Young adult (20-45 years) presenting with seizures or neurological symptoms, requiring MRI to evaluate supratentorial brain mass, typically in frontal or temporal lobes.
Look For First
  • T2-FLAIR mismatch sign: hyperintense lesion on T2-weighted imaging with hypointense center on FLAIR sequences
  • Supratentorial location with predilection for frontal and temporal lobes
  • Hyperintense rim surrounding the T2-FLAIR mismatch region
Key Image Findings
  • T2-FLAIR mismatch sign is highly specific (though low sensitivity) for IDH-mutant astrocytoma without 1p19q codeletion, with positive predictive value up to 83%.
  • Lesion demonstrates hyperintensity on T2-weighted MRI sequences combined with hypointensity on FLAIR sequences in the same region.
  • Hyperintense rim of FLAIR signal surrounding the central area of mismatch is a characteristic feature of this tumor subtype.
  • Supratentorial location with frequent involvement of frontal and temporal lobes is typical for these tumors.
  • T2-FLAIR mismatch sign does not correlate with tumor grade and is not present in all cases of these astrocytomas.
  • The imaging pattern reflects the specific molecular and histological characteristics of IDH-mutant, 1p19q non-codeleted astrocytomas.
Differential Diagnosis
  • IDH-mutant oligodendroglioma with 1p19q codeletion: typically lacks the T2-FLAIR mismatch sign; molecular testing (1p19q codeletion status) is definitive distinguishing feature.
  • IDH wild-type glioblastoma: typically shows higher grade features with greater enhancement and mass effect; lack of T2-FLAIR mismatch sign; molecular testing confirms IDH wild-type status.
  • Metastatic disease: usually multiple lesions with distinct enhancement patterns, located at gray-white matter junction; clinical history of extracranial primary malignancy.
  • Low-grade pilocytic astrocytoma: typically occurs in cerebellum or optic pathway in younger patients; different molecular profile; less infiltrative appearance.
  • Dysembryoplastic neuroepithelial tumor (DNET): typically small, cortical lesion with 'bubbly' appearance; less infiltrative; seizures are common presentation.
Discussion

T2-FLAIR mismatch sign is a crucial imaging biomarker with high specificity for IDH-mutant astrocytomas lacking 1p19q codeletion, enabling confident radiological diagnosis when present.

The sign's high specificity (but low sensitivity) means its presence is strongly indicative of this tumor subtype, though absence does not exclude it.
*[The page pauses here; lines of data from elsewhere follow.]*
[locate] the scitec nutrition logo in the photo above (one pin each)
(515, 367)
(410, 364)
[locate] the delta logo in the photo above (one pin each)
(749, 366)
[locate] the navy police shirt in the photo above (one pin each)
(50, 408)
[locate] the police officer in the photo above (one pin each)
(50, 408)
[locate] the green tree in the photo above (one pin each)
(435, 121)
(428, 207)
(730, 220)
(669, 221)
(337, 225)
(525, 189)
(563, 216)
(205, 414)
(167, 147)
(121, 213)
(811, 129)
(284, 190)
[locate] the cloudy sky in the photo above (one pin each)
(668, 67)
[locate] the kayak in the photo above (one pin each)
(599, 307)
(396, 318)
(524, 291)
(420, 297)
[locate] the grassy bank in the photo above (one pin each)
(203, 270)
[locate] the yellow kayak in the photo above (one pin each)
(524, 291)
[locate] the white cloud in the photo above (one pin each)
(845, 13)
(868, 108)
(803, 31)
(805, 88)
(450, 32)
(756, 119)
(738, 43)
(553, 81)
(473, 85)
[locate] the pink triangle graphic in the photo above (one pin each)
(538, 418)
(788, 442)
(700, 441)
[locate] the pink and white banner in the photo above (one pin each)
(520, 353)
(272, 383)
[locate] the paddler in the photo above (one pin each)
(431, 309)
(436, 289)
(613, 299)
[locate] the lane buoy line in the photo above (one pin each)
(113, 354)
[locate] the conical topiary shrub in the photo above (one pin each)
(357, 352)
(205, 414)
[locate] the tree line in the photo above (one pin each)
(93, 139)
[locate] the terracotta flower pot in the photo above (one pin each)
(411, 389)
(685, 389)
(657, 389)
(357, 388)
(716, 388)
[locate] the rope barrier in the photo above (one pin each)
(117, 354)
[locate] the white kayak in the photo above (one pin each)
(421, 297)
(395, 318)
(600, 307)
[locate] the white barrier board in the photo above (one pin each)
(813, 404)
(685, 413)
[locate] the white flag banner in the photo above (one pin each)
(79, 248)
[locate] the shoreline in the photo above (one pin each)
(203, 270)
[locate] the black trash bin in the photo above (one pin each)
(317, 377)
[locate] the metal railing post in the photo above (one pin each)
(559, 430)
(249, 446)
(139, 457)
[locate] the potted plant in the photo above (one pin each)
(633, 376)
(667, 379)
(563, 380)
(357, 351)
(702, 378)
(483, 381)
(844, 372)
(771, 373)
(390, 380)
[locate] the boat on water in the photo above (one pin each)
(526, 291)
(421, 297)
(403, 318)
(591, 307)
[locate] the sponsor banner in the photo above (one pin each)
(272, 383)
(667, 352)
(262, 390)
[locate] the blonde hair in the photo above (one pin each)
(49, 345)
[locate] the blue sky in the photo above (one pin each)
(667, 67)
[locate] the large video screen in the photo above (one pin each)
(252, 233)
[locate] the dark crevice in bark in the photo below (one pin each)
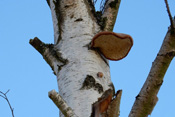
(60, 19)
(107, 105)
(49, 53)
(78, 20)
(90, 82)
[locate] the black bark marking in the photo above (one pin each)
(90, 82)
(78, 20)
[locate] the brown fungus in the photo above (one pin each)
(113, 46)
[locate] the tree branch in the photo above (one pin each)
(169, 14)
(6, 98)
(110, 14)
(61, 104)
(147, 98)
(49, 53)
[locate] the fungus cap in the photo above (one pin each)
(113, 46)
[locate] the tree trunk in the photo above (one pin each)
(83, 74)
(81, 67)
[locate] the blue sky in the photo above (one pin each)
(29, 78)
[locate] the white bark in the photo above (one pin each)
(78, 28)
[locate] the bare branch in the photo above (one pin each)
(61, 104)
(147, 98)
(169, 14)
(110, 14)
(6, 98)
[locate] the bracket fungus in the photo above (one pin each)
(113, 46)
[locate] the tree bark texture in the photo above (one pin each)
(77, 66)
(147, 98)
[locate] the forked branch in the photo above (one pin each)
(147, 98)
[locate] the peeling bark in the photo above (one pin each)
(75, 65)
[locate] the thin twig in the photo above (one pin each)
(169, 14)
(6, 98)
IDH mutation status and 1p19q codeletion status are molecular characteristics that fundamentally define tumor classification and prognosis according to current WHO criteria.

Young adult demographic (20-45 years) with seizure presentation should prompt careful evaluation for supratentorial glioma in frontal or temporal lobes.

Definitive diagnosis requires integration of imaging findings with molecular and histological analysis; imaging alone cannot confirm tumor subtype.

Surgical resection is the primary treatment goal, with prognosis dependent on tumor grade, type, and extent of resection.

Reporting Pearls

When reporting IDH-mutant astrocytoma without 1p19q codeletion, specifically describe the T2-FLAIR mismatch sign as: 'T2-hyperintense, FLAIR-hypointense lesion with hyperintense FLAIR rim at [location], highly suggestive of IDH-mutant astrocytoma; molecular confirmation recommended.' This precise language alerts clinicians to the specific molecular subtype while emphasizing the need for confirmatory testing.

Pitfalls
  • Assuming absence of T2-FLAIR mismatch sign excludes IDH-mutant astrocytoma without 1p19q codeletion; the sign has low sensitivity, so negative imaging does not rule out the diagnosis.
  • Overinterpreting T2-FLAIR mismatch sign as indicative of tumor grade; the sign reflects molecular characteristics, not WHO grade.
  • Failing to distinguish from IDH-mutant oligodendroglioma with 1p19q codeletion based on imaging alone; molecular testing is mandatory for definitive classification.
  • Misidentifying the FLAIR hyperintense rim as edema rather than part of the pathological mismatch sign; the rim is integral to the characteristic imaging pattern.